IoT For Environmental Monitoring: Need and Challenges in India


This article is based on a speech given by Poonam J. Prasad, senior scientist, Analytical Instrumental Division, CSIR – National Environmental Engineering Research Institute, Nagpur, at IOTSHOW.IN 2019, held in Bengaluru. The institute’s Analytical Instrumental Division focuses on R&D on environmental sensors and the Internet of Things (IoT).

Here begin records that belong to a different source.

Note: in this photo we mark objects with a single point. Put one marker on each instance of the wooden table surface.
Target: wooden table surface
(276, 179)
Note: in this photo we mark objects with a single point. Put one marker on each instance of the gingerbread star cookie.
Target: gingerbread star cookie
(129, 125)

Speaking on the use of the IoT for environmental monitoring, Prasad highlighted the need for IoT-based environmental sensors to conserve energy, water and other resources

We need the Internet of Things (IoT) in environment monitoring to be able to conserve energy, water and other natural resources, which are being contaminated every second. In conventional environmental monitoring methods, samples are collected, analysed and analytical instrumentation is carried out on them.

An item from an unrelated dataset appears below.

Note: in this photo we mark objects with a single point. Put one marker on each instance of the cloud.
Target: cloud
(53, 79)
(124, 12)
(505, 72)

There are two ways of doing this. One is manual, where the sample is collected and analysed in a lab. Second is instrumental, where the quantity of pollutants in the sample is analysed, on the go, automatically.

Instrumental methods have direct analytics, where readings and results are automatically received. Manual methods, on the other hand, need pre-treating the sample before carrying out sedimentation, isolation and other processes on it.

When we talk about environmental monitoring using the IoT, we primarily focus on such areas as waste management, air pollution and extreme weather.

Why we need the IoT for environment monitoring

When we go deep into environment monitoring, it is a very complex system and, hence, we cannot just start using sensors for regulatory purposes. If we have data for water and air, then we can use AI and ML tools, among others. There are environmental sensors for measuring water quality, radiations and hazardous chemicals.

Similarly, in the industrial IoT (IIoT), we need methods for ensuring safety of workers, because some industries generate obnoxious gases like sulphur, methane and sulphur’s compounds, which are bad for human health. By getting data out of sensors, we can maintain a good safety record. Places that are inaccessible can also effectively utilise sensors.

Since 2012, research is happening all over the world on environmental sensors. Some reviews have already been done. People have done outdoor air-quality monitoring using a ZigBee-based wireless sensor network. However, indoor environment is generally more polluted than outdoor environment and, hence, the system developed for the outdoor environment may not suit indoor environment.

Researchers have developed an air-quality system that records particulate matter (PM). The system categorises PM into PM 10, PM 2.5 and PM 1. Once PM goes into the lungs, it leads to health issues. Standards are being implemented for PM 1, but more precisely PM 10 and PM 2.5 are being monitored.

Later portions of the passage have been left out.